On one occasion Joe remembers that he was just getting settled down to a taping session when the coach's eye wandered to the window. Outdoors some 'Skins were practicing. Badly. "Will you look at that!" fumed the boss, and he kept on looking until the telephone rang. End of session.

At their last meeting, one in which Marshall had planned to ask "all the really important questions," Joe's tape recorder broke. "I tried new batteries," he says, "but smoke started coining from the machine. Allen was getting fidgety and I had to scribble like mad. There I was, talking to a man who spends his whole life preparing for any eventuality, and I was unprepared." Allen's comment: "You should have brought two tape recorders." In the end, Marshall's most productive interview came during a 40-minute ride—he leaped into Allen's car as the coach was leaving for a speaking engagement at a Princeton Club luncheon.

The taping was completed just before Joe had to serve two weeks as a clerk for the U.S. Army.
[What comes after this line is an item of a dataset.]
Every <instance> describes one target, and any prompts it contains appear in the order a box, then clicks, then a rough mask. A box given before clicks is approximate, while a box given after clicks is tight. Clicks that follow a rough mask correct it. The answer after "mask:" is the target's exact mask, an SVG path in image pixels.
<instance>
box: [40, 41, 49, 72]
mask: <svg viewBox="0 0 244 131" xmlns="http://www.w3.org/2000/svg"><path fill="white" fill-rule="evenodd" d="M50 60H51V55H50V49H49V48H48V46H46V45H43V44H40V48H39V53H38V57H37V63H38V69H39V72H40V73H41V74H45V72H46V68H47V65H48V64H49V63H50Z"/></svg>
Specialist Marshall took his electric typewriter, tapes, notes and frayed nerves and spent his first week crouched over the machines transcribing George Allen's philosophy, while hiding the work beneath his other responsibilities—newly cut orders and assorted military paper work.

Of the final result, Marshall says with some surprise, "Normally in a project like this you expect to use perhaps a tenth of what you have on tape, but with Allen I found I ended up using about half—he didn't just ramble on, he knew exactly what he wanted to say. And the story is far from being a 'football article'—I use a zone defense because....' Instead it reflects what Allen does best, how he motivates his players and manages to eliminate all distractions."

Happily, Coach Allen did not totally eliminate one distraction—ex-Waterboy Marshall.